Personally, as far as epistemology is concerned, I come down on the side of fallibism. Whether fallibism is, or should be, applicable to moral questions lies beyond the scope of what I write about here. But when it comes to our beliefs about economics, geopolitics, and investing, I think fallibism is an eminently sensible position.
Now, it’s important to distinguish between fallibism and nihilism.
Nihilism is extreme skepticism in the existence of Truth.
Fallibism is extreme skepticism in the provability of Truth and in the methods we use to arrive at Truth. (See also: The Problem of Induction; The Trouble With Truth)
For a fallibist, acquiring knowledge is a relentless, grinding process of formulating conjectures, challenging them, adjusting them, discarding them, and so on. It never ends. By definition, it can’t end. So if you’re bought-in on fallibism, you need to seek out people and ideas to challenge your priors.

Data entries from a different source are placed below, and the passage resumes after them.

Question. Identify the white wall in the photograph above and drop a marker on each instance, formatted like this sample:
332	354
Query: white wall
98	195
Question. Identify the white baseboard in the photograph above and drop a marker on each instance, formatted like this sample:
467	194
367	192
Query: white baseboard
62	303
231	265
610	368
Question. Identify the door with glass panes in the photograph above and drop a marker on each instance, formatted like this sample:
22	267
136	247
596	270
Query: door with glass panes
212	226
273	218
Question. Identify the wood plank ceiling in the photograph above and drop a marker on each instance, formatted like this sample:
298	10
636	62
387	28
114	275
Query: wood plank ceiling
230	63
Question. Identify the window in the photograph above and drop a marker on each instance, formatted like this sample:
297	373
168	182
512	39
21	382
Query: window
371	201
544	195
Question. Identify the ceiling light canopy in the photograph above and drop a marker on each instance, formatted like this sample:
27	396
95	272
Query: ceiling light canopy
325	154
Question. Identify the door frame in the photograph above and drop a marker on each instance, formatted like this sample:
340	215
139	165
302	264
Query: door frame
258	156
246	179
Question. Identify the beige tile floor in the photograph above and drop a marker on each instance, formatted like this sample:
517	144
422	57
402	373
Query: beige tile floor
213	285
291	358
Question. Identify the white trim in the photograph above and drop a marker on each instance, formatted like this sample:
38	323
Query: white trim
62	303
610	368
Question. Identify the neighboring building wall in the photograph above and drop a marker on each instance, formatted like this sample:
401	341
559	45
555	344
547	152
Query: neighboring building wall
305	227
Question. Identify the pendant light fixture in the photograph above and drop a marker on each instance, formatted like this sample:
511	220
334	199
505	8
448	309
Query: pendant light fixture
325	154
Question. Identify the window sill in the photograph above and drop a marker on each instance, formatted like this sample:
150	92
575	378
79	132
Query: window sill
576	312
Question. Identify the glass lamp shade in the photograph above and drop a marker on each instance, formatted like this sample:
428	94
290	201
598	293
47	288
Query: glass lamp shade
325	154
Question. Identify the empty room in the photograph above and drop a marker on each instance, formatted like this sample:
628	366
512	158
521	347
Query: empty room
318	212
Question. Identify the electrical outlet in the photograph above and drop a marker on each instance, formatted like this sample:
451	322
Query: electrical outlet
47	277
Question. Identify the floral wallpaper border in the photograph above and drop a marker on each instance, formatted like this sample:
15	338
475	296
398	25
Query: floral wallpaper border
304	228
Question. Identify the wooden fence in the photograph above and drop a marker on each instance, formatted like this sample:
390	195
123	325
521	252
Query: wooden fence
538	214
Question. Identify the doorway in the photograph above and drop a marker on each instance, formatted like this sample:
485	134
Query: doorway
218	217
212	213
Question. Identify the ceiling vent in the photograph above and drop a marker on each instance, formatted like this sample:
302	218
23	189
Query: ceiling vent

This is not fun. In fact, we as humans pretty much evolved to do the opposite of this. For most of our history, if you were the oddball in the tribe you risked being exiled from the group to make your way in a harsh and unforgiving world, where you would likely die miserable and alone (albeit rather quickly), without the consolation of having passed along your genetic material.
The Confidence Meter is a little mental trick I use to mitigate my evolved distaste for challenging my priors, as well as my evolved distaste for being wrong. It’s something I think about when I want to judge how tightly to grip an idea (such as an investment idea). It also helps interrupt emotional thought patterns around certain ideas. For fans of Kahneman, I use it to interrupt System 1 and activate System 2.

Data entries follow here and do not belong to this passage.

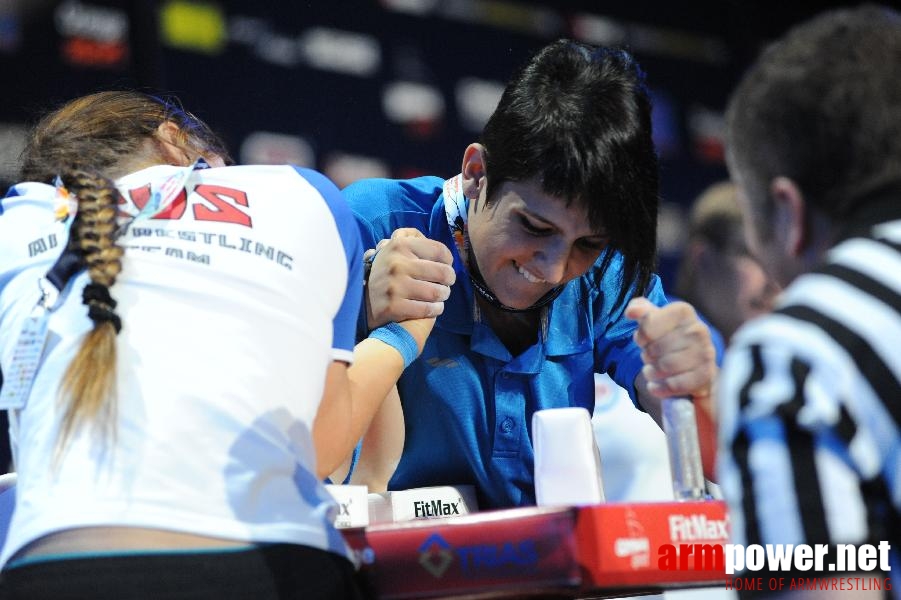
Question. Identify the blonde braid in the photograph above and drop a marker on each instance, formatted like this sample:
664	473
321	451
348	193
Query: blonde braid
88	386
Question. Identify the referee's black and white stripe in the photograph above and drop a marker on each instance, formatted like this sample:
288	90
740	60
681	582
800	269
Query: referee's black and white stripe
810	405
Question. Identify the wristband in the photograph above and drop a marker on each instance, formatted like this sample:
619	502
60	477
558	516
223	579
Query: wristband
367	265
398	338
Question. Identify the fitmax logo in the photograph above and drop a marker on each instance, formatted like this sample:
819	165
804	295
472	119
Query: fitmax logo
435	508
696	527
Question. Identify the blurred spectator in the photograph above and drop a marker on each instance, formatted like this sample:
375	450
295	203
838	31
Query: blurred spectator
718	274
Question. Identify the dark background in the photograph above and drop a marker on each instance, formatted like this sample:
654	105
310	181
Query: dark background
313	82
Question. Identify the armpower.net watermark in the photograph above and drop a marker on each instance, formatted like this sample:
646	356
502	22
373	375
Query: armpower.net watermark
805	567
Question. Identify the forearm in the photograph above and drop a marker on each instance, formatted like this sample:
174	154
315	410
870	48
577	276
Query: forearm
352	397
383	444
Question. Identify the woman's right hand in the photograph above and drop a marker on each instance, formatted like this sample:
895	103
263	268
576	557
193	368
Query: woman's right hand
410	279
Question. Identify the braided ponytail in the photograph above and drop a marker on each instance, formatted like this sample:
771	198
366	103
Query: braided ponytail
88	386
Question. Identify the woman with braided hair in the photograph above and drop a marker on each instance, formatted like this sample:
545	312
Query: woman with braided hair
176	338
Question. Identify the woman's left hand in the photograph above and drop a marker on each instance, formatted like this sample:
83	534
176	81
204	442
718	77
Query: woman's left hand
676	348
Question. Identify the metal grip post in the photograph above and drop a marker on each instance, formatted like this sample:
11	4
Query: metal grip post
684	449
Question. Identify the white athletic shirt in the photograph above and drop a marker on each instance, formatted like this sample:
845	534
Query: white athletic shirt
234	300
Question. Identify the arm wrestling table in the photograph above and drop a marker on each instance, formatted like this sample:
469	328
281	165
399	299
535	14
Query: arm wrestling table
599	551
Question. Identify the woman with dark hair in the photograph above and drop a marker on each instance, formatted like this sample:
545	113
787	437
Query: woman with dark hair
175	338
552	227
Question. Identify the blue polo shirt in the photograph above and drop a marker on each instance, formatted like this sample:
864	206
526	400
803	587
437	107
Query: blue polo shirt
467	402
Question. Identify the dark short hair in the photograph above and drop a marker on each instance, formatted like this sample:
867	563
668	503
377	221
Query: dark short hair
578	118
821	107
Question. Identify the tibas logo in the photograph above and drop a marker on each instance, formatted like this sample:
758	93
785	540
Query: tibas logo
436	556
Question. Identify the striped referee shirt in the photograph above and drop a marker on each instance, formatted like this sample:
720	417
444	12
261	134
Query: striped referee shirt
810	400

The Confidence Meter (A Stylized Example)
At 0% confidence, I shouldn’t even be making a conjecture. At 0% confidence, I should just be gathering information, and soaking it all in without an agenda. (Not always easy)
At a toss-up, I could make a conjecture and support it with evidence, but I wouldn’t put anything at risk.

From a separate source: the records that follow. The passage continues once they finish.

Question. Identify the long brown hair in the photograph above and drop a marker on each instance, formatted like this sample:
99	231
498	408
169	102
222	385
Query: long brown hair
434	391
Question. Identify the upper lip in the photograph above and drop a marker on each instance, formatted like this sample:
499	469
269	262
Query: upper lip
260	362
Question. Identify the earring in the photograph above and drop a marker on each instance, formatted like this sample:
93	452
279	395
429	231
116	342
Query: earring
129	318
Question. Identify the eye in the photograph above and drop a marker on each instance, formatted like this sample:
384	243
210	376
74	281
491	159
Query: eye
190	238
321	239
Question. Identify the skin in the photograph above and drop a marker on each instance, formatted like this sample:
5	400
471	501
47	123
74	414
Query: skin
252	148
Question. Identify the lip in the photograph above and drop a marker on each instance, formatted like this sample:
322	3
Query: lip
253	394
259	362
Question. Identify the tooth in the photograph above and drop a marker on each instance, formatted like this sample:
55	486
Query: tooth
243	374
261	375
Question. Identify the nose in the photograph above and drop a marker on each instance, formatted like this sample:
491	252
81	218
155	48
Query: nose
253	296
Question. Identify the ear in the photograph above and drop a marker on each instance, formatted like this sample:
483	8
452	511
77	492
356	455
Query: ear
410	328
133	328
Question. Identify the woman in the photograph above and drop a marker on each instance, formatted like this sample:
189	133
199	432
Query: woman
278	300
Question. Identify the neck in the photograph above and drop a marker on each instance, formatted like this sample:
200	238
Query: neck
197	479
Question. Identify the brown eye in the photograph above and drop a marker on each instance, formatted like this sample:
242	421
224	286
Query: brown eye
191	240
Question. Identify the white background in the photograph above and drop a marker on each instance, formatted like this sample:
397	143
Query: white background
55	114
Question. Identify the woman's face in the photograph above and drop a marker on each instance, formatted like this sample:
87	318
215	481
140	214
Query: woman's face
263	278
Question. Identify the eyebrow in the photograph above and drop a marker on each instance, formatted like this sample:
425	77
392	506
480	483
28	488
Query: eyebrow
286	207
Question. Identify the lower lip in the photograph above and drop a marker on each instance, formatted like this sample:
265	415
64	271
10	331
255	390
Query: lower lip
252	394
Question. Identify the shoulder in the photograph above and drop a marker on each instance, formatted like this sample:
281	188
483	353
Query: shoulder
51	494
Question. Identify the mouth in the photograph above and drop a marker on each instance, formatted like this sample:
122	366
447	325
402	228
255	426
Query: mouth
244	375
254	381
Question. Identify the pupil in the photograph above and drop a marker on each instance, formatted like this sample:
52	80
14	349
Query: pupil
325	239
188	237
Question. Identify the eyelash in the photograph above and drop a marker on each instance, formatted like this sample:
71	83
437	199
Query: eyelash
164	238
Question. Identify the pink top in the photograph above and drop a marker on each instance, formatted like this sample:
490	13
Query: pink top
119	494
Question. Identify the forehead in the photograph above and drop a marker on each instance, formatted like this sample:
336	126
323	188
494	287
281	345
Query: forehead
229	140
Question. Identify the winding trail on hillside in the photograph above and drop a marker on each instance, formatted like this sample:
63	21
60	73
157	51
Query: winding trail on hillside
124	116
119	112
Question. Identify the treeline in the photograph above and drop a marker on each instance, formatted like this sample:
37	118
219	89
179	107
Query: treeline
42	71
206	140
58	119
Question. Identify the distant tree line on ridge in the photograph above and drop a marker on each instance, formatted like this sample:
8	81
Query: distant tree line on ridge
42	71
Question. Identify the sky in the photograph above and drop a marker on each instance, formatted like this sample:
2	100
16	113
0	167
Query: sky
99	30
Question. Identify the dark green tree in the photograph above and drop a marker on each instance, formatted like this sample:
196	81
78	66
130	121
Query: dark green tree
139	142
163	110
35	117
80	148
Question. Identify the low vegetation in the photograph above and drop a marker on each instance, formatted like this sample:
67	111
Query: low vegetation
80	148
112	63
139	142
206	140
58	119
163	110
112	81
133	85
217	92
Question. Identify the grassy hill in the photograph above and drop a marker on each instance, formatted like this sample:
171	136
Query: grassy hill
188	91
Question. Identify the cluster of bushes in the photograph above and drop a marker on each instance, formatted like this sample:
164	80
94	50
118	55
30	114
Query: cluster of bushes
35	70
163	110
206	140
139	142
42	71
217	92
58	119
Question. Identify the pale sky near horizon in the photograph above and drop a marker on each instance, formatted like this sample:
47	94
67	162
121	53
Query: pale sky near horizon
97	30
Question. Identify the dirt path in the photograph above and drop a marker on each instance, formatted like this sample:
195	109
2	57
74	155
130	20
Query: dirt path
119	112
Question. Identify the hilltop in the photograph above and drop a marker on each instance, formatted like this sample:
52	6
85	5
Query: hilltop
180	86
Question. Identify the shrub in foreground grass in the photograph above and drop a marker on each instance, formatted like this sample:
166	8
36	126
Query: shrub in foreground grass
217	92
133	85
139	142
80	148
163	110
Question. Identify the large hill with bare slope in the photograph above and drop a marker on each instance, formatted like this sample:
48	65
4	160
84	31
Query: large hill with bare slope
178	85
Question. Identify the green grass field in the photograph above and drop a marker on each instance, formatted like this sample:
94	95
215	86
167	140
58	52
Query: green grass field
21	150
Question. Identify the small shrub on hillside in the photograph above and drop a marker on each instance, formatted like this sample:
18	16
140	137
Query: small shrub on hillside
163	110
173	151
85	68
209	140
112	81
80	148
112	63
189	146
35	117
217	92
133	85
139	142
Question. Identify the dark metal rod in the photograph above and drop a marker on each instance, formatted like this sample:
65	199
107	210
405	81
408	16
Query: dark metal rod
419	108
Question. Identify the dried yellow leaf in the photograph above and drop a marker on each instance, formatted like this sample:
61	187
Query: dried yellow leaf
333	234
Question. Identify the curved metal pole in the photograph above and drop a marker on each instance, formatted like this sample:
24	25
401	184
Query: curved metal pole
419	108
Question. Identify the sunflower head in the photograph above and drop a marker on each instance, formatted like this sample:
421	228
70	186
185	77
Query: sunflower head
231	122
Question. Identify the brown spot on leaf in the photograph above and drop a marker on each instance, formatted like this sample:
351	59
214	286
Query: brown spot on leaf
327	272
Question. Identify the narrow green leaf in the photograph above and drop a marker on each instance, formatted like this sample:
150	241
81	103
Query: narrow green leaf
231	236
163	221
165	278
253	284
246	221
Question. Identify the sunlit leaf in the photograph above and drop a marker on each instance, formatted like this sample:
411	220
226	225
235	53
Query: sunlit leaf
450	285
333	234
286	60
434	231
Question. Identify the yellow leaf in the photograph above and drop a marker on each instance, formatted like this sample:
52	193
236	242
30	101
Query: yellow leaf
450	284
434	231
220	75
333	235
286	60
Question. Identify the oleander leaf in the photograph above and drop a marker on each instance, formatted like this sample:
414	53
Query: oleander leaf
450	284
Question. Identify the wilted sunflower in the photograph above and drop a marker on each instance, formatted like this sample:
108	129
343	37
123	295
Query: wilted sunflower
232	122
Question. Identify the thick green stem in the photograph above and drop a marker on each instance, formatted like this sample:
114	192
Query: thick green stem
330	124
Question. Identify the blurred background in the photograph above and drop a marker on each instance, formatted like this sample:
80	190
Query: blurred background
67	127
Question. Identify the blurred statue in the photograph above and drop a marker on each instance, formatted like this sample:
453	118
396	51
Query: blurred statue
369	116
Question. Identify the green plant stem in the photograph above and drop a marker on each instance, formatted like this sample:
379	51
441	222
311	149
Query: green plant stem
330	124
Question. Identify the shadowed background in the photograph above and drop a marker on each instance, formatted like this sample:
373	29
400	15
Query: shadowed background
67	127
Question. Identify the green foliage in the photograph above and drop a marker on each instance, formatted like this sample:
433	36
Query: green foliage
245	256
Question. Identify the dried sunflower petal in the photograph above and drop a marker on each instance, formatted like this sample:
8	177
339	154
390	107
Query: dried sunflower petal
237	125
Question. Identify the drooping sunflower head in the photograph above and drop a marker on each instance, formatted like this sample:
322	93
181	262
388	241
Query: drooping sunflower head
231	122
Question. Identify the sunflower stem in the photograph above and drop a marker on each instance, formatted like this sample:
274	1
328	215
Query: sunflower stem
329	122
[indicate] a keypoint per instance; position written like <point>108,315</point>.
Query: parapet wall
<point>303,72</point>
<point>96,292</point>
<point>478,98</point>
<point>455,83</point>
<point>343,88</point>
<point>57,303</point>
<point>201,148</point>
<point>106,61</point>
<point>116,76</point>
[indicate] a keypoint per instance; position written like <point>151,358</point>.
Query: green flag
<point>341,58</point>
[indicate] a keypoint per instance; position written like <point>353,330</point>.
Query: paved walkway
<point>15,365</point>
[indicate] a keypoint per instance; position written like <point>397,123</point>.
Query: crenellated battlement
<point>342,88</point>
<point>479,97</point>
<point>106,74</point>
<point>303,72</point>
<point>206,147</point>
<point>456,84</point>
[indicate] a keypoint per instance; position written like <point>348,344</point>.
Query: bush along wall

At 75% confidence and greater, a willingness to bet money on the outcome implies a sound grasp of the theory underlying my idea, as well as the empirical evidence. It also implies I have a sound grasp of the arguments and empirical data challenging my position.
Using this framework, how many of your beliefs do you suppose merit a >=75% confidence level?
For me, it’s a very small number. To the extent I’m >=75% confident of anything I believe, it’s elementary, almost tautological stuff, like how you make money investing.
The empirical data around the impact of the minimum wage on unemployment? Meh.
The relationship between marginal tax rates and economic growth? Meh.
That doesn’t mean I don’t have beliefs about these things. I’m just leaving an allowance for additional dimensions of nuance and complexity. Particularly when we’re inclined to look at relationships in linear, univariate terms for political reasons. The world is a more complex place than that admittedly powerful little regression model, Y = a + B(x) + e, would lead us to believe.
The Confidence Meter helps me keep that in perspective.